Wenn ihr das Gefühl habt, impulsiv reagieren zu wollen, zählt innerlich bis fünf, bevor ihr handelt. Überlegt dann, welche mögliche Konsequenzen dieser Impuls haben könnte, zum Beispiel: „Wie würde sich mein Gegenüber fühlen?“ oder „Wie könnte meine Reaktion das langfristige Arbeitsverhältnis verändern?“ Danach könnt ihr die Entscheidung über eure Reaktion bewusster treffen. 

Eine kritische Interaktion kann entschärft werden, indem sie unterbrochen wird. Dadurch wird die Impulshandlung verzögert und gegebenenfalls verhindert. Wenn ihr selbst in der Situation seid, funktioniert das etwa, indem ihr aufsteht und ein Fenster öffnet oder ein Glas Wasser holt. Es kann auch helfen, eine weitere Person hinzuzurufen oder die involvierten Personen auf ein anderes Thema anzusprechen. 

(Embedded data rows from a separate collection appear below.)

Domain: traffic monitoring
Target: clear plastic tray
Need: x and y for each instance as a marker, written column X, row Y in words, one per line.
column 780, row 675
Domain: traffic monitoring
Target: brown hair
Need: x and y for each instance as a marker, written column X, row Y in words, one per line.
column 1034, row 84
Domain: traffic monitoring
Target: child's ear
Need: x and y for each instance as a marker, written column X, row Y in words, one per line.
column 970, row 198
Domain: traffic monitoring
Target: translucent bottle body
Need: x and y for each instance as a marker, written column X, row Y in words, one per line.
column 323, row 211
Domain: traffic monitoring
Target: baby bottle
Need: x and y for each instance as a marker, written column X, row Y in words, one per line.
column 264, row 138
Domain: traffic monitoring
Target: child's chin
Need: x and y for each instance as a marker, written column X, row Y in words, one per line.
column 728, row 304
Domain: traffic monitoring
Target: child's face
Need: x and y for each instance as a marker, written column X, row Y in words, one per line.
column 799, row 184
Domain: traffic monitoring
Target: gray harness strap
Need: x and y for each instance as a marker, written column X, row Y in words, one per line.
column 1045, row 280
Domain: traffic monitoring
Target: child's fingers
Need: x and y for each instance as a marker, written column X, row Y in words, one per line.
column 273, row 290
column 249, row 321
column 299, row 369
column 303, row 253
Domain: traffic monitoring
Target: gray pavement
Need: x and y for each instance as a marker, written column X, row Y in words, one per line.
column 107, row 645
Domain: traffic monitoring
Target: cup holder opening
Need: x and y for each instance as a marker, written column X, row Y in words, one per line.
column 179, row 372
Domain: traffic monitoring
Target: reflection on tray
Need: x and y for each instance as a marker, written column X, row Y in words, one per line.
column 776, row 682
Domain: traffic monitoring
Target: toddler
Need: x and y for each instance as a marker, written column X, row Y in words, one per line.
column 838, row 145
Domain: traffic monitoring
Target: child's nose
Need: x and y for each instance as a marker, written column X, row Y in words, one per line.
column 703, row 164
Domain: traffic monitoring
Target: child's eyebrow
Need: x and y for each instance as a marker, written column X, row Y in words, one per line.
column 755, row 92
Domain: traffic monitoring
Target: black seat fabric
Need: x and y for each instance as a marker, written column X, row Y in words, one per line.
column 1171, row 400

Warum gewaltfreies Streiten wichtig ist

Konflikte, die nicht frühzeitig angesprochen werden, eskalieren später oft und können sich dann in Wut und Aggressionen entladen. Deswegen: 

  • Probleme offen ansprechen
  • Gemeinsam nach Lösungen suchen

So geht Streiten richtig: 

  • Sei ehrlich zu dir und deinem Gegenüber 
  • Lass die andere Person ausreden und antworte konkret
  • Formuliere deine Aussagen als Ich-Botschaften, in denen du deine Wahrnehmung ausdrückst, statt andere in einer Du-Botschaft zu beschuldigen
  • Sei offen für die Sicht der anderen Person anstatt stur zu bleiben

Deeskalation

Deeskalation basiert im Kern auf gezielter Intervention. Dazu zählen verbale und nonverbale Maßnahmen, die abhängig von den konkreten Umständen sind. 

Grundregeln der Deeskalation finden sich hier.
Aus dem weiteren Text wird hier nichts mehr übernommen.